An economics major, Jonathan has his sights on finding solutions to help solve economic inequality, inequity in the US school system, and poverty. He was selected among 16 students nationwide by the Every Learner Everywhere program to conduct research on educational equity with the National Center for Research in Advanced Information and Digital Technologies. He also interned with the Congressional Hunger Center where he conducted research on hunger issues. On campus he was awarded Freshman Leader of the Year, Outstanding Achievement Award from the Men of Excellence, 2020 Outstanding Student Award by the Chamber of Commerce, Mississippi Scholar, and Class of 2020 Friendliest. His involvement includes the Economics Club, African Caribbean Student Association, UNICEF at Ole Miss, Student Body Senator, and UM Food Bank. He also serves as assistant to the Interim Vice Chancellor for Diversity and Community Engagement.

 

Why did you choose to attend UM?
I choose Ole Miss because gave me an opportunity like no other university to pursue my economics degree. Since I step foot on campus, I fell in love with it. The professors are very passionate about what they teach, which I believe is one of the greatest qualities to have as an instructor.

When and why did you choose your major(s)/minors?
My interest in majoring in economics started when I was a little kid living in Haiti. There I witnessed extreme poverty and lived through strong inequity and corruption. I was fortunate enough that my single mother could afford to put me in school and that I was a US citizen. living in an environment where poverty and corruption rule I sort of felt like it was my duty to find the responses to poverty, economic inequality, and inequity.

My interest in economics became stronger when I was sitting at graduation and realized that there were only a few of us African Americans graduating, some of them before reaching 12th grade had dropped out and others ended up getting arrested. This doesn’t only happen in my high school, it happens all over the United States and I know this issue has a strong relationship with economics and equal opportunity to resources.
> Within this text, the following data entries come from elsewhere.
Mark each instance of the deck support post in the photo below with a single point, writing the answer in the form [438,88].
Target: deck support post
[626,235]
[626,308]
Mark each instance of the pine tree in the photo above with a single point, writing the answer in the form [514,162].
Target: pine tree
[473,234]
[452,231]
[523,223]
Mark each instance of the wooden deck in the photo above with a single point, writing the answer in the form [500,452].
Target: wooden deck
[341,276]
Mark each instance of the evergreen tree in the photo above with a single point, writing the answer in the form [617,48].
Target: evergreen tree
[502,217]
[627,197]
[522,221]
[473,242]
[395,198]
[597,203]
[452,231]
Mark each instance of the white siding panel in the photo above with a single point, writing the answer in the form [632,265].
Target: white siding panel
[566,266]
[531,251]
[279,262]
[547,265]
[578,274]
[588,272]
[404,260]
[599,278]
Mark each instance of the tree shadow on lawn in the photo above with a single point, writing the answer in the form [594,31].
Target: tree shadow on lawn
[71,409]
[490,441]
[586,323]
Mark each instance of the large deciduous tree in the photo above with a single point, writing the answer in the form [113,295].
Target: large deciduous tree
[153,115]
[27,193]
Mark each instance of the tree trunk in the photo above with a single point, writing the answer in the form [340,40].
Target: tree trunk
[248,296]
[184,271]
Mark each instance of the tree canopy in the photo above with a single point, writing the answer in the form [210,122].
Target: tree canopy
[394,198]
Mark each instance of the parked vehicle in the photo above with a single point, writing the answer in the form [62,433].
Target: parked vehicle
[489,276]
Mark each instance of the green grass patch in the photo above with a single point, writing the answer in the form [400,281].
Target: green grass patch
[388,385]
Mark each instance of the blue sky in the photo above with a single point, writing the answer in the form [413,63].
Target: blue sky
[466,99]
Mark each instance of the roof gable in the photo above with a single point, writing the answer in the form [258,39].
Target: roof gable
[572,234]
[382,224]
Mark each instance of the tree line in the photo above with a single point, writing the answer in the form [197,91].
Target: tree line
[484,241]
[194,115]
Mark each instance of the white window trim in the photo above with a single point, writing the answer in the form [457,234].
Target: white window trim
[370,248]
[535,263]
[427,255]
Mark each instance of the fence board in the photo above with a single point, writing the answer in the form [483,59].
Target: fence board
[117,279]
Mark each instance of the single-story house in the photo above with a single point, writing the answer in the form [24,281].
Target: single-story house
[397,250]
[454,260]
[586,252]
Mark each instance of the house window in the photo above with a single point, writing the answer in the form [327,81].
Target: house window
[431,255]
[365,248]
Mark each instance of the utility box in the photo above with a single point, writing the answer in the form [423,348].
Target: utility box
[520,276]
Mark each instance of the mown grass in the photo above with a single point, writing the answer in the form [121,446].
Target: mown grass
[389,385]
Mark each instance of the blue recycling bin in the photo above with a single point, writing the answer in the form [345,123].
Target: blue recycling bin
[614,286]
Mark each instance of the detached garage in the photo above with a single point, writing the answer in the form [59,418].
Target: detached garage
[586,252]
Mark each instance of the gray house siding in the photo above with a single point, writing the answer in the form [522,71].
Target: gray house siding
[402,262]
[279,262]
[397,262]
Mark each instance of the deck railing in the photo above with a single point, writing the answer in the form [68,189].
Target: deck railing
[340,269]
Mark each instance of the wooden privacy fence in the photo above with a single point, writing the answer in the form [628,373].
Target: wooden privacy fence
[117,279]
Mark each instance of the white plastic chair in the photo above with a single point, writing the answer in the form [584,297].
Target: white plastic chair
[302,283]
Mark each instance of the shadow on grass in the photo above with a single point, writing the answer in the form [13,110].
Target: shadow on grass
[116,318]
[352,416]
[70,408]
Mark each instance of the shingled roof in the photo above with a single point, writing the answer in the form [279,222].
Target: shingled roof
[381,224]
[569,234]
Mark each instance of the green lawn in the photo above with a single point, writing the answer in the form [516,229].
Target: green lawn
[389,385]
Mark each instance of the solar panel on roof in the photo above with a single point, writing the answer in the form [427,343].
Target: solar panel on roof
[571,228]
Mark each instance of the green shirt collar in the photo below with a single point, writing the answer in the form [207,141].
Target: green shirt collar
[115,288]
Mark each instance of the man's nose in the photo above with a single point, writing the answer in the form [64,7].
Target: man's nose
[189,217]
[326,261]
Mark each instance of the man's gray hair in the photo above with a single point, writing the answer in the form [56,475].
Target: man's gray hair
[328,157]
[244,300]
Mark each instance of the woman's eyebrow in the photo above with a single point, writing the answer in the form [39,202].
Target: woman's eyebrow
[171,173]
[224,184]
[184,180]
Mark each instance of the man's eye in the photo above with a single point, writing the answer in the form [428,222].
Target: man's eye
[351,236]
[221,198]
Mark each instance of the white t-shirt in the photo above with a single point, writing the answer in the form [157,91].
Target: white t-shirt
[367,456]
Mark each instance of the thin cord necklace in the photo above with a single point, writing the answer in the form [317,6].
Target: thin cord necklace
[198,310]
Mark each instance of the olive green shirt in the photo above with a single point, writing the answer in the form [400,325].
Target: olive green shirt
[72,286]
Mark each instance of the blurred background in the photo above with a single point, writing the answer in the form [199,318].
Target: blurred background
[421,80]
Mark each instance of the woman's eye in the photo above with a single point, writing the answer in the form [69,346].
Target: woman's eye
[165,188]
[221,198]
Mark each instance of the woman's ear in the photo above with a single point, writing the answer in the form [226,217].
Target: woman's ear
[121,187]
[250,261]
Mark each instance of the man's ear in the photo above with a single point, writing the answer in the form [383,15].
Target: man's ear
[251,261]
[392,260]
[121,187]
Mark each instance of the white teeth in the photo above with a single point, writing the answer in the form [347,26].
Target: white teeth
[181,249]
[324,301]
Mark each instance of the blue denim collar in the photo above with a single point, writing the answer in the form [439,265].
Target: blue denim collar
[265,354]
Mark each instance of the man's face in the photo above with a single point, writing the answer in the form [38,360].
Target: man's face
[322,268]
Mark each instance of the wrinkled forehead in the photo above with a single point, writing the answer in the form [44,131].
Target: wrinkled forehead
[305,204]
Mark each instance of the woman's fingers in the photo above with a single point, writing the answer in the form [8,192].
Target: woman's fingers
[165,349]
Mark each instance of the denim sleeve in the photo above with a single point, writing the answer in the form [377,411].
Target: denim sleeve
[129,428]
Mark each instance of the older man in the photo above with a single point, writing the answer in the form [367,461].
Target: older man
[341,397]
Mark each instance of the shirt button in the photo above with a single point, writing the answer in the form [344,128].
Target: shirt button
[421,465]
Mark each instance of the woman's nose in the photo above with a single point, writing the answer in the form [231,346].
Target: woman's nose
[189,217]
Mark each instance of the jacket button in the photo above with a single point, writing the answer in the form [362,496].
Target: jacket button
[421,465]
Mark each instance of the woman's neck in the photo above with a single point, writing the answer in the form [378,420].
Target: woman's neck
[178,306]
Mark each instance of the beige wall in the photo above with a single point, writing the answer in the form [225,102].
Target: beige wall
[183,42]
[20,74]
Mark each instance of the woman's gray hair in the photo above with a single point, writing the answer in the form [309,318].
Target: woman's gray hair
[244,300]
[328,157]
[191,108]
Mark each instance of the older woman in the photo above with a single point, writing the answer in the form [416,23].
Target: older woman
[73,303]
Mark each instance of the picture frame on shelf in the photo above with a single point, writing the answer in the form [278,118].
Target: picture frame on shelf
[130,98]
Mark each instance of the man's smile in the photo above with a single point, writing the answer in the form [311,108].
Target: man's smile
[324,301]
What are your career goals?
After college, I plan to work either in the nonprofit sector or the financial side of economics for a couple of years. Afterward, I plan to get my J.D and make research on how to solve economic inequality in the U.S.

Have you had an experience that made you feel empowered at UM?
Yes, the mentors! So many of the professors at the university care about their students. In the first week of school, I met two faculty members, and since they’ve been helping me succeed at the university. Them helping me makes me more passionate about attending Ole Miss.

Is there a professor who has been particularly helpful to you?
Professor Williams from the Honors College has been helping me succeed at the university since the first time we met.  I interned for the Congressional Hunger Center this past summer and without her help, it would have not beenpossible.

What do you want to change about the world?
Economic inequality. The fact that when I am hungry I can just go get food, when I know there is a kid somewhere not being able to do the same makes me uncomfortable.